Radio's Hot, and So Is Thomas Hicks  | American Journalism Review
 AJR  Columns :    THE ECONOMICS OF TELEVISION    
From AJR,   March 1998

Radio's Hot, and So Is Thomas Hicks   

The little- known mogul and his partners own five or more stations in seven big markets.

By Douglas Gomery
Douglas Gomery is the author of nine books on the economics and history of the media     


A decade ago, in the hit movie "Working Girl," aspiring Wall Street tycoon Melanie Griffith hatched a plan to help a company gain a foothold in TV broadcasting – through radio. Seasoned Wall Streeters mocked her: "Radio is small potatoes."

But the plot proved prophetic. From January through November 1997, 839 radio deals worth $9.8 billion were struck.

ûince President Clinton signed the 1996 telecommunications reform act, fully one in four commercial radio stations have changed hands. Two years after Congress shredded nearly every rule governing radio station ownership, there is no hotter industry.

And no more important figure than Thomas O. Hicks.

While everyone has heard of one – the new radio colossus, CBS – the other of radio's Big Two, Hicks, Muse, Tate & Furst, with more than 400 stations, owns twice as many.

Rupert Murdoch and Michael Eisner may be household names; Hicks ought to join them in media mogul status.

âicks Muse is a private Dallas-based investment firm that in 1997 gobbled up former radio giants Evergreen Broadcasting, Gulfstar, Viacom, Capstar, SFX (pending) and Gannett's radio arm in deals worth an estimated $7 billion.

Today Hicks and his investment banking partners own five or more radio stations in New York City, Los Angeles, Chicago, San Francisco, Philadelphia, Detroit and Washington, D.C.

Yet only astute baseball fans had any idea who Hicks was when early in 1998 he announced he would spend a quarter of a billion dollars to purchase the Texas Rangers.

Hicks knew radio's prime times – the morning and afternoon weekday commute – seem immune to competition from other media. He figured that if he collected hundreds of stations, centralized programming and cut sales costs, he could improve the bottom line.

He also knew he could begin to compete with television and newspapers for advertising. In any market, Hicks Muse's stations could reach what TV and newspapers promised, and better target certain audiences. Indeed there were no more interested followers of Hicks' performance than executives in newspapers and TV stations, who formerly had the local advertising market to themselves.

¬icks did not come to radio as some wunderkind. He had cut his teeth buying and selling hotels, and he still controls Ghiradelli Chocolate, Chef Boyardee and Stetson hats.

Hicks began dabbling in radio only a few years ago. Now he controls more stations than David Sarnoff and William Paley, founders of NBC and CBS radio respectively, did together in their peak years in the 1940s.

Hicks also began to buy station support services to gain further leverage.

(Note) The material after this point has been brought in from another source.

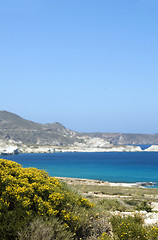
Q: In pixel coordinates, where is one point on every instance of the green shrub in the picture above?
(27, 194)
(45, 230)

When Hicks Muse acquired the Katz media group for $373 million, it took over the leading seller of radio (and television) national spot advertising. Katz sells on behalf of 2,000 local radio stations and 340 television stations, garnering more than half of this $1.5 billion market. When Coca-Cola wants to spot test a product and plug it on radio, the odds are good it will go through Katz and air its spots on Hicks Muse stations.

Logic dictated the next move: form a network. In September 1997 Hicks Muse hired David Kantor, former head of the ABC Radio Networks, to start up and run the AMFM Radio Networks. Hicks Muse is now negotiating to acquire SFX Broadcasting Inc. for about $1.2 billion.

While Hicks is abiding by the newly loosened telecommunications laws, the Justice Department fielded antitrust complaints from local merchants who wanted to be able to buy advertising from more than one radio owner. If the Justice Department sides with Hicks, the company will control roughly half of all radio advertising billings in the Long Island radio market.

Furthermore, during the final three months of 1997 Hicks Muse spent nearly $1.45 billion for an important collection of TV stations, Lin Television Corp., and is offering $850 million for the second largest chain of movie theaters in the United States – the United Artists Theatre Group. And Hicks Muse spent $100 million to form a company,
OmniAmerica, to build radio and television transmission towers.

But the investment company's biggest profits will come when it takes its business methods global. Hicks Muse is in the process of setting up a $750 million fund to acquire TV and radio properties throughout Latin America and other Spanish-speaking countries.

In particular, Hicks sensed that Latin American radio was a fragmented industry, and he would try to do in Latin America what he had just done in the United States.